Christian Sidor also wants students to appreciate the effort behind every object on display. He believes that students who accompany him on collecting trips — including an annual summer trip to Petrified Forest National Park in Arizona — benefit tremendously from seeing all the steps involved from discovery of a fossil to its display in a museum. These steps include excavating the fossil, then painstakingly removing the rock encasing it (in the Burke’s vertebrate paleontology lab), studying the fossil, publishing findings, scanning and 3D printing the skeleton as an online resource, and finally displaying the fossil.
“Without a museum on campus, a lot of those links in the chain aren’t there,” says Sidor. “Students can look at fossils in books and peer-reviewed papers, but it’s not the same as seeing the fossil in your hands, seeing the complete life cycle of the fossil on display.”
Like Sidor, Adam Leaché, professor of biology and curator of herpetology and genetic resources, includes students on his collecting trips in locations around the globe. His focus is reptiles and amphibians, with specimens stored in glass bottles in 70% ethanol as part of the Burke’s herpetology collection.

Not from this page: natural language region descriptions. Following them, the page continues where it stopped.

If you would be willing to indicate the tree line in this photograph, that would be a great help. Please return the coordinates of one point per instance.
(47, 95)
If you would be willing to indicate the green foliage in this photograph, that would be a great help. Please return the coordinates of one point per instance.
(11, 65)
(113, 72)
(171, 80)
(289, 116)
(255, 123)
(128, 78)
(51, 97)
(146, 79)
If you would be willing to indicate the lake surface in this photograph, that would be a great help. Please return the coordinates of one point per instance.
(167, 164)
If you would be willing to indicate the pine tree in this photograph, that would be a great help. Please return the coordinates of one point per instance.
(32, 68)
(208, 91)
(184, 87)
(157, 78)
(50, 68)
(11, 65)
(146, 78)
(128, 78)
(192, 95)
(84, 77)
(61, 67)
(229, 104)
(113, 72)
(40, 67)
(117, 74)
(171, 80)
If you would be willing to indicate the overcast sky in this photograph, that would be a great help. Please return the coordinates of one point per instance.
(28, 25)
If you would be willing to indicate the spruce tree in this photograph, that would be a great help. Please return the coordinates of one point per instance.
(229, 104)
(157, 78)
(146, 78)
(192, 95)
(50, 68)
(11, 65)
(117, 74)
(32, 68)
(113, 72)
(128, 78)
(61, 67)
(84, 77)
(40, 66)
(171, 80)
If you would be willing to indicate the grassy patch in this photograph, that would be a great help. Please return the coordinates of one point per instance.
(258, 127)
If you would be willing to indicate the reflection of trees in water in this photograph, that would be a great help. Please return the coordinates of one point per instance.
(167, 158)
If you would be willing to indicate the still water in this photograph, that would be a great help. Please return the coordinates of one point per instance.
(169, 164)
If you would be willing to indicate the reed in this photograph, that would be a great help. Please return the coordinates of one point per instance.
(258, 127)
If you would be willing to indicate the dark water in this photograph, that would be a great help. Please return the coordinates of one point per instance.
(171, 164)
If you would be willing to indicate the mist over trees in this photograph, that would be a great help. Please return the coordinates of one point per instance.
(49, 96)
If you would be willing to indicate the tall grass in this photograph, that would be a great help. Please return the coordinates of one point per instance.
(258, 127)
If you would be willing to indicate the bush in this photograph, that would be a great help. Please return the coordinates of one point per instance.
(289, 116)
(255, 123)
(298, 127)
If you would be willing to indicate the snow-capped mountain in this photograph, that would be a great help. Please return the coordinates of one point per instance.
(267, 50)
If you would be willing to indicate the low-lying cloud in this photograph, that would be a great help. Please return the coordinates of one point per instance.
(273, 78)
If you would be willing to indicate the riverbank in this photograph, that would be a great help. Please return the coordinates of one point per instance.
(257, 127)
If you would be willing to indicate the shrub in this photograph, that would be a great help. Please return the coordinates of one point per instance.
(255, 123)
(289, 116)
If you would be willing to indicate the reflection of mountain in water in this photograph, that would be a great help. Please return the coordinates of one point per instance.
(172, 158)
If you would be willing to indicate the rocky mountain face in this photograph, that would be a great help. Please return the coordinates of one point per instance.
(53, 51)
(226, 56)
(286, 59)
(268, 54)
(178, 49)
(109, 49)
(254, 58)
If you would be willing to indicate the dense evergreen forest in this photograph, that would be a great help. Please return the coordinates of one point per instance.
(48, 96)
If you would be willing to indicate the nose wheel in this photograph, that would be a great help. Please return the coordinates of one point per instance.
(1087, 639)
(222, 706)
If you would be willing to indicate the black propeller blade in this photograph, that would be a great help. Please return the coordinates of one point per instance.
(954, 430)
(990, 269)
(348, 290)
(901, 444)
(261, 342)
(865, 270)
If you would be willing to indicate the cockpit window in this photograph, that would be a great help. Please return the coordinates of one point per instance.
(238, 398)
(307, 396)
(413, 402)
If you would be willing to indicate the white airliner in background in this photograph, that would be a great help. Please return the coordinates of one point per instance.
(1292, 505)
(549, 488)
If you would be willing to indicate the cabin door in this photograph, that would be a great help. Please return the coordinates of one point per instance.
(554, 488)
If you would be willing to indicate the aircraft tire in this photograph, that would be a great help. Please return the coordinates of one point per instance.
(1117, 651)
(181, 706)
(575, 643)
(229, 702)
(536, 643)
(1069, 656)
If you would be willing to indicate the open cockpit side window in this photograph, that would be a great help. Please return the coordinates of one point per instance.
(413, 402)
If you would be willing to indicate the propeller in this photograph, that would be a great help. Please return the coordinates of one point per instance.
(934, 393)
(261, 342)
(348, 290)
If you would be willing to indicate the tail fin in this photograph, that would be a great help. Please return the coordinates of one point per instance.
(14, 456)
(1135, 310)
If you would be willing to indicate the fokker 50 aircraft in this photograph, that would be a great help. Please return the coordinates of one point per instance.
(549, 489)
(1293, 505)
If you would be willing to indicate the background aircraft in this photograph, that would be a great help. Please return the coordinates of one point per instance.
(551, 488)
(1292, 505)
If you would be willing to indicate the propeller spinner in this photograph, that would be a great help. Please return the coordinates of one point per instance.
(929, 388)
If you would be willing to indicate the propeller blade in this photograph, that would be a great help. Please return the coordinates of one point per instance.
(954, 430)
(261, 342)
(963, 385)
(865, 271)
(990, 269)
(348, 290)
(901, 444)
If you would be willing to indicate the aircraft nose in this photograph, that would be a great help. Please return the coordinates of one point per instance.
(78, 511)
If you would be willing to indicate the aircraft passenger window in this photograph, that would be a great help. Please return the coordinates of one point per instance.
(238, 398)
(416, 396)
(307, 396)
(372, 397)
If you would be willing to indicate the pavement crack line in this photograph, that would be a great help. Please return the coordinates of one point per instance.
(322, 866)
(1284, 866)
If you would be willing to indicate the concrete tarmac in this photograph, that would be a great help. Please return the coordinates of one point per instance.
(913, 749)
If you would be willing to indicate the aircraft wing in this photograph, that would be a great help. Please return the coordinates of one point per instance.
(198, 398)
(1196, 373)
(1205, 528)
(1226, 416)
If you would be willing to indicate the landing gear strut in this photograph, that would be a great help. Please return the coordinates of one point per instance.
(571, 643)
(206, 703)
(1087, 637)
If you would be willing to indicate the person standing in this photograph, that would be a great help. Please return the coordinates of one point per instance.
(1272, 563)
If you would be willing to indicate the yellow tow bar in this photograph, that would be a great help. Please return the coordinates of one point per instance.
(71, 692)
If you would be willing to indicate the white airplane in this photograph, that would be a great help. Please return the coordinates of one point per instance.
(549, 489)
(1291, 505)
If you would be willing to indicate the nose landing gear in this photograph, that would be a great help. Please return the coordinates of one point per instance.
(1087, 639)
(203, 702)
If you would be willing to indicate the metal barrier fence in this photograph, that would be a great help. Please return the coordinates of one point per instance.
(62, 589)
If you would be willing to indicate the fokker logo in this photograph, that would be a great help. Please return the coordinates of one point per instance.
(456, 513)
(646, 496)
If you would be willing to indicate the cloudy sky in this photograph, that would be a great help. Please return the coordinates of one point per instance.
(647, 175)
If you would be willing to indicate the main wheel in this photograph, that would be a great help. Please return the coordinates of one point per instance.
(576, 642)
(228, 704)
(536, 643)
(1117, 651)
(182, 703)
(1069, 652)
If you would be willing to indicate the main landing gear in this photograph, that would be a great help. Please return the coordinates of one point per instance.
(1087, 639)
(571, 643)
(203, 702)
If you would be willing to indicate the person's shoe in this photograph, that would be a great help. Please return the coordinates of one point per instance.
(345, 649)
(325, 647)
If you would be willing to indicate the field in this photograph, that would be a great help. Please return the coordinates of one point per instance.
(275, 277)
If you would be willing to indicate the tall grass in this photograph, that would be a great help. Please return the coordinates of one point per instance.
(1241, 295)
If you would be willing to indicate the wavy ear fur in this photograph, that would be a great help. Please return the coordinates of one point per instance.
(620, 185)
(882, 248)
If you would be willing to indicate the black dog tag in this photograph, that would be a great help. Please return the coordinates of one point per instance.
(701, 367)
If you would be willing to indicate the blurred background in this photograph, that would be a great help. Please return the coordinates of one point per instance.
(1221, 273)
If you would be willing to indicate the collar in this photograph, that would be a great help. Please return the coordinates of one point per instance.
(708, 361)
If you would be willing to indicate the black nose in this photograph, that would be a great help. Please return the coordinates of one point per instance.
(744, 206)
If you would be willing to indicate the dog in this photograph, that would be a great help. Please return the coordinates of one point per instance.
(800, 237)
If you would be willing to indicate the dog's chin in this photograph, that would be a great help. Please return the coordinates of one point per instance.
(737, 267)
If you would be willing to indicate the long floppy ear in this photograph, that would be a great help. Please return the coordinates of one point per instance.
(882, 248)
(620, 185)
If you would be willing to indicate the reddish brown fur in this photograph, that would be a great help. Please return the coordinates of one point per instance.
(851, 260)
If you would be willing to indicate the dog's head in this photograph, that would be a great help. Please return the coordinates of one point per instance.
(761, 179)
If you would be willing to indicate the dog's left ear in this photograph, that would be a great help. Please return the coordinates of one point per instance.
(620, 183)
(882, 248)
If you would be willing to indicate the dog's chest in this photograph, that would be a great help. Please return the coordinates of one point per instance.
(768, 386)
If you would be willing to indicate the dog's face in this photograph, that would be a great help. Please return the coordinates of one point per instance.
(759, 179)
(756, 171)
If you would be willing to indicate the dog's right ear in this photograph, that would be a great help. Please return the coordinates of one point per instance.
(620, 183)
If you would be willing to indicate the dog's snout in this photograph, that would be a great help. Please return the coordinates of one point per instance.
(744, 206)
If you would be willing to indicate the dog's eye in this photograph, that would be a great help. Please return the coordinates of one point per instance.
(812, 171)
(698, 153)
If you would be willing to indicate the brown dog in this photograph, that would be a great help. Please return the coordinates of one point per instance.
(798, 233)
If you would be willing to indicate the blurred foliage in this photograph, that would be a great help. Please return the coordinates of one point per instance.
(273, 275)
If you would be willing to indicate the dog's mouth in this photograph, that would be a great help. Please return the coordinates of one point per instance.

Leaché became interested in herpetology through genetics research, finding that tremendous variations in traits among reptiles and amphibians provide insights into evolutionary biology. “Horned lizards are some of my favorites,” he says. “Some give live birth and others lay eggs. What factors lead to these variations within one genus of lizard? That‘s one of many interesting questions.”
Although Leaché has labs at the Burke and in the Life Sciences Building, undergraduates who join his research team always start by volunteering at Burke. “That gives them an appreciation of the diversity of reptiles and amphibians and how we catalog and care for them,” says Leaché. “They’ll volunteer at the Burke for up to a year before deciding on an independent research project.” Many of those student projects, using specimens from the museum collection, have led to published papers in peer-reviewed journals.
Asked about his roles as biology professor and Burke curator and whether he draws a line between the two, Leaché smiles.
“Where’s the line between my Burke Museum and Biology Department positions? There is no line,” he says. “It’s all for the same goals of doing research and building collections at the Burke and mentoring students and teaching. It’s all just one big mission.”